The One-Instance Rule
There's an important constraint with clawdup: you should only run one instance per repository. Running multiple instances would create conflicting branches, race conditions on task status updates, and duplicate PRs.
This might sound like a limitation, but it's actually a feature. A single instance means:
- Predictable git history — changes are applied sequentially, so each PR is based on the latest
main - No merge conflicts between automation branches — since only one task is implemented at a time
- Clear status tracking — there's exactly one source processing the queue, so task statuses are always accurate
- Easier debugging — if something goes wrong, there's one place to look
If you need more throughput, the answer isn't multiple instances — it's better task decomposition.
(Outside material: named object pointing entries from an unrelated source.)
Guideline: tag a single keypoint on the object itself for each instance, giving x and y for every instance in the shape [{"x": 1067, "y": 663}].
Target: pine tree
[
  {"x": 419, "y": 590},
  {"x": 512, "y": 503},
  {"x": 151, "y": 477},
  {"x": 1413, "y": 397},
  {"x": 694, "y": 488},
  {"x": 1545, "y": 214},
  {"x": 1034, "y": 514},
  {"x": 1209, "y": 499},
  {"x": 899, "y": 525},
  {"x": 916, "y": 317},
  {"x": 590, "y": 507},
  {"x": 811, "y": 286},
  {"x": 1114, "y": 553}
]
Break large tasks into smaller, focused ones that each produce a clean PR.
When to Use Each Method
Use the raw loop when…
- You're experimenting with the Ralph Wiggum technique for the first time
- You have a quick, one-off task on a personal project
- You want maximum simplicity and zero setup
Use the Ralph Orchestrator when…
- You want completion detection and iteration limits
- You're working solo and don't need team visibility
- You want more control over the loop without full pipeline infrastructure
Use clawdup when…
- Multiple people need to create and track tasks
- You want a complete audit trail from task creation to merged PR
- You need an automated pipeline, not just a loop
- You want to combine AI automation with human code review
- You're building a continuous improvement workflow with superagents
Conclusion
The Ralph Wiggum technique is powerful regardless of which method you choose. The raw loop is a great way to learn. The orchestrator adds helpful guardrails. But when you need a collaborative, auditable, production-ready workflow, a task-driven pipeline like clawdup is the strongest approach.
By making ClickUp the source of truth, clawdup turns the Ralph Wiggum technique from a solo developer trick into a team-wide automation strategy. Everyone can contribute tasks, everyone can see progress, and every change goes through code review before it lands in main. That's the difference between running a loop and running a pipeline.